Pittsburgh Steelers legendary coach Charles Henry "Chuck" Noll would have been 83 today. He died just this past year in June.

Noll was born in Cleveland, Ohio on January 5, 1932. He was selected by the Cleveland Browns as a player in 1953, where he played until 1959.

After playing, Noll got into coaching and was an assistant coach for the American Football League's then Los Angeles and later San Diego Chargers from 1960 to 1965. After that he as an assistant to Coach Don Shula of the NFL Baltimore Colts from 1965 to 1968.

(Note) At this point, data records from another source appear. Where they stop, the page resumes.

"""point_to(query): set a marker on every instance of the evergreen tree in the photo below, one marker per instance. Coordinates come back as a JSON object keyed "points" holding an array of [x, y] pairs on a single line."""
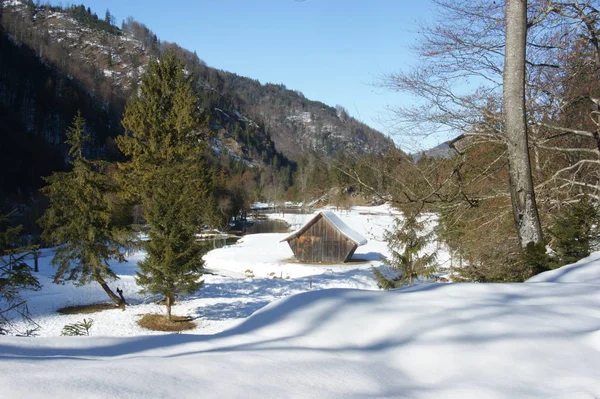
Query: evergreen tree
{"points": [[167, 175], [14, 277], [406, 243], [574, 232], [79, 219]]}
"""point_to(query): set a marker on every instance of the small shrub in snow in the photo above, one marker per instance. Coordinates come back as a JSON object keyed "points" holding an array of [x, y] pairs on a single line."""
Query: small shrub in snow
{"points": [[81, 328]]}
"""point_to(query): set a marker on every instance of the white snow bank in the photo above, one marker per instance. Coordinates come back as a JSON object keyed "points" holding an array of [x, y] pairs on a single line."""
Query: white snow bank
{"points": [[434, 341], [586, 270]]}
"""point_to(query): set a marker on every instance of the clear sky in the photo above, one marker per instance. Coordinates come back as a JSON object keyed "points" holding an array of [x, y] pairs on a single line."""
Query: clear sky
{"points": [[331, 50]]}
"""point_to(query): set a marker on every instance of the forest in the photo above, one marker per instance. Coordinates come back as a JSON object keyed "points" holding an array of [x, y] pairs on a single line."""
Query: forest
{"points": [[516, 194]]}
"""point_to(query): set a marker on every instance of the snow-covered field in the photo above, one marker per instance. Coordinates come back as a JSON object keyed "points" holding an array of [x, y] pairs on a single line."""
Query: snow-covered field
{"points": [[537, 339], [246, 276]]}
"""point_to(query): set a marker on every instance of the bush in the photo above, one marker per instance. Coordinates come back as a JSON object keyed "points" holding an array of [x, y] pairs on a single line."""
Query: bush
{"points": [[81, 328]]}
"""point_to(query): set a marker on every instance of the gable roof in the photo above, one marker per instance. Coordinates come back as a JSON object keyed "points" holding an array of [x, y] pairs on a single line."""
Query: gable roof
{"points": [[336, 222]]}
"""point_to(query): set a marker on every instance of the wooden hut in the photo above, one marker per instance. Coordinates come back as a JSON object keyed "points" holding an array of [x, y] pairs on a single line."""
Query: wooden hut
{"points": [[325, 238]]}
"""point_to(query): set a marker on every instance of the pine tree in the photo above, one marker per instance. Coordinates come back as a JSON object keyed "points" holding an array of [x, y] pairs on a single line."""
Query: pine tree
{"points": [[79, 219], [574, 232], [167, 175], [14, 277], [406, 243]]}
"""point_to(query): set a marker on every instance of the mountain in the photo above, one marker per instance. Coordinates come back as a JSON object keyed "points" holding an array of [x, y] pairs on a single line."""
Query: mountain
{"points": [[439, 151], [59, 60]]}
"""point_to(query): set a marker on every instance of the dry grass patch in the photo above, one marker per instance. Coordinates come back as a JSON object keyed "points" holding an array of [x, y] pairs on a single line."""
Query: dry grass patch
{"points": [[158, 322], [87, 309]]}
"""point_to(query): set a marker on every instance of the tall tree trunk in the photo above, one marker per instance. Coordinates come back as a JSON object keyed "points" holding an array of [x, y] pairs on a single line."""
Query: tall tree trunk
{"points": [[168, 303], [521, 186]]}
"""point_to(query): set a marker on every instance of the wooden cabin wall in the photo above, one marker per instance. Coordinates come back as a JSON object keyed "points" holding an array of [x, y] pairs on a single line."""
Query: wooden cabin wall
{"points": [[322, 242]]}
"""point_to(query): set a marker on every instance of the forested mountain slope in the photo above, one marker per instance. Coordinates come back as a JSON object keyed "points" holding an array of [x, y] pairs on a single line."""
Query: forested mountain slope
{"points": [[56, 61]]}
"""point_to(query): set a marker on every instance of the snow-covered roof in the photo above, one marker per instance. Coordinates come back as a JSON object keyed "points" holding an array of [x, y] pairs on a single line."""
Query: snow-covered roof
{"points": [[336, 222]]}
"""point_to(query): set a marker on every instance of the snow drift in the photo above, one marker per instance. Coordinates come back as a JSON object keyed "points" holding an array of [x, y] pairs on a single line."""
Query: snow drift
{"points": [[453, 340]]}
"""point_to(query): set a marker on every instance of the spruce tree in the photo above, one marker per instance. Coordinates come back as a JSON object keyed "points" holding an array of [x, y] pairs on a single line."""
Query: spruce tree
{"points": [[406, 243], [574, 232], [14, 277], [166, 173], [79, 219]]}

Noll coached the Steelers from 1969 to 1991, and compiled a 209-156-1 record in all games, including a 16-8 record in the playoffs, and had winning records in 15 of his final 20 seasons. His four Super Bowl victories are the most for any head coach in NFL history.

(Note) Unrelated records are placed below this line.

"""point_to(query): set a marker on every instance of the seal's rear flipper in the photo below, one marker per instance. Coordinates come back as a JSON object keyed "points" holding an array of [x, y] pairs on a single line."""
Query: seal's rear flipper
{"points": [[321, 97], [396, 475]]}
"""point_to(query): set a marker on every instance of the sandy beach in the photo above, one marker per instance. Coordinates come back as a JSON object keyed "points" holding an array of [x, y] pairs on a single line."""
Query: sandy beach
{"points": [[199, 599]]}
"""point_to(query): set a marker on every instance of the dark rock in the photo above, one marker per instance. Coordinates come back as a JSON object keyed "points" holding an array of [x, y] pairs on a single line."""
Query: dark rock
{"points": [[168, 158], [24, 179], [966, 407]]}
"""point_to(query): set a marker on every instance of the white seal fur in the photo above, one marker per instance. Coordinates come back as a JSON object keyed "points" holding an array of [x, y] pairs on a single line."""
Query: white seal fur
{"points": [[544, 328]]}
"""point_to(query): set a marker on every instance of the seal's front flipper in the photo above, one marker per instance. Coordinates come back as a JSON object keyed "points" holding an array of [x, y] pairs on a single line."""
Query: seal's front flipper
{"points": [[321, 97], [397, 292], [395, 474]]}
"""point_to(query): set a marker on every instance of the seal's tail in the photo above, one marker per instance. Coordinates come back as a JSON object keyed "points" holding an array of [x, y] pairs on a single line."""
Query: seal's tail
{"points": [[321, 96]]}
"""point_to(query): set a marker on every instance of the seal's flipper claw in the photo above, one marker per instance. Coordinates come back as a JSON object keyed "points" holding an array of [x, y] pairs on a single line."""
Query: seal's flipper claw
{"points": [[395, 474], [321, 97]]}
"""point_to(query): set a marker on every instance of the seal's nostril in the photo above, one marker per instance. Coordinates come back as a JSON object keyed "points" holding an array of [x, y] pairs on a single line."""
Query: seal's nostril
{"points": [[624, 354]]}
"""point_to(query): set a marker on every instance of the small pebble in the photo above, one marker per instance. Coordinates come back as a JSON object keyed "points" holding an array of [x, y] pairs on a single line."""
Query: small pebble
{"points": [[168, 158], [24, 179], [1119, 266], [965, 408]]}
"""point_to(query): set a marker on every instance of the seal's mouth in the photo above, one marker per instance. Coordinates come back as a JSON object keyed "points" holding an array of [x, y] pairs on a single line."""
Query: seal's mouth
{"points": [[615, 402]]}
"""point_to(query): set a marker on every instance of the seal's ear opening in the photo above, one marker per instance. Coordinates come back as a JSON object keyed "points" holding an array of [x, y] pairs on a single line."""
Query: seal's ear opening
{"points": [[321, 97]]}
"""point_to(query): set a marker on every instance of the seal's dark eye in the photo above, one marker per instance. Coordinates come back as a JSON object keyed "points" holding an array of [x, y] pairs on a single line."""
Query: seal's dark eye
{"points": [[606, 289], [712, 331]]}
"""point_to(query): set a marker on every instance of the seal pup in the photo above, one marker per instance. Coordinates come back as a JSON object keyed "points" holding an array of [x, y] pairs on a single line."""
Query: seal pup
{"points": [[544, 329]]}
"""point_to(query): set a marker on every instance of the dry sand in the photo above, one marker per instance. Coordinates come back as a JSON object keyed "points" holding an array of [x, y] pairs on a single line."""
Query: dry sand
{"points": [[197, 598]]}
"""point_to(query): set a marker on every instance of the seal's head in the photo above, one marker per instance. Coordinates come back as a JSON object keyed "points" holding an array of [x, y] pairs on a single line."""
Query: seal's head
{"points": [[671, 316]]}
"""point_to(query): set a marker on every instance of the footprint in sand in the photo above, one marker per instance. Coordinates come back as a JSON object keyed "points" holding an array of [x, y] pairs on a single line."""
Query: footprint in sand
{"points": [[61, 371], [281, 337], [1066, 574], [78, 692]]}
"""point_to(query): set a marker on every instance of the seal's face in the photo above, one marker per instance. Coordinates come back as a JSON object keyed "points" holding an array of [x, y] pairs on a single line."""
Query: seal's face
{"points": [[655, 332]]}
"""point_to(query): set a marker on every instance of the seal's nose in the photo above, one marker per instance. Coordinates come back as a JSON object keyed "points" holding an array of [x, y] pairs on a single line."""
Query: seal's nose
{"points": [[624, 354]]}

Noll is famous for his Steelers teams in the 1970s. What you may not know is he got the job after Penn State's Joe Paterno turned down the Steelers for the job. Noll proved to be the right guy for the job. During the run in the 1970s, Noll coached legends on offense like Terry Bradshaw, Franco Harris, Lynn Swan, John Stallworth, and the great "Steel Curtain" defense with Mean Joe Greene, Jack Ham and Jack Lambert, among other studs. Those teams won 4 out of 6 Super Bowls in the mid-70s: Super Bowls IX and X and Super Bowls XIII and XIII. It was one of the most dominant runs in NFL history.

Noll was elected to the Pro Football Hall of Fame in 1993.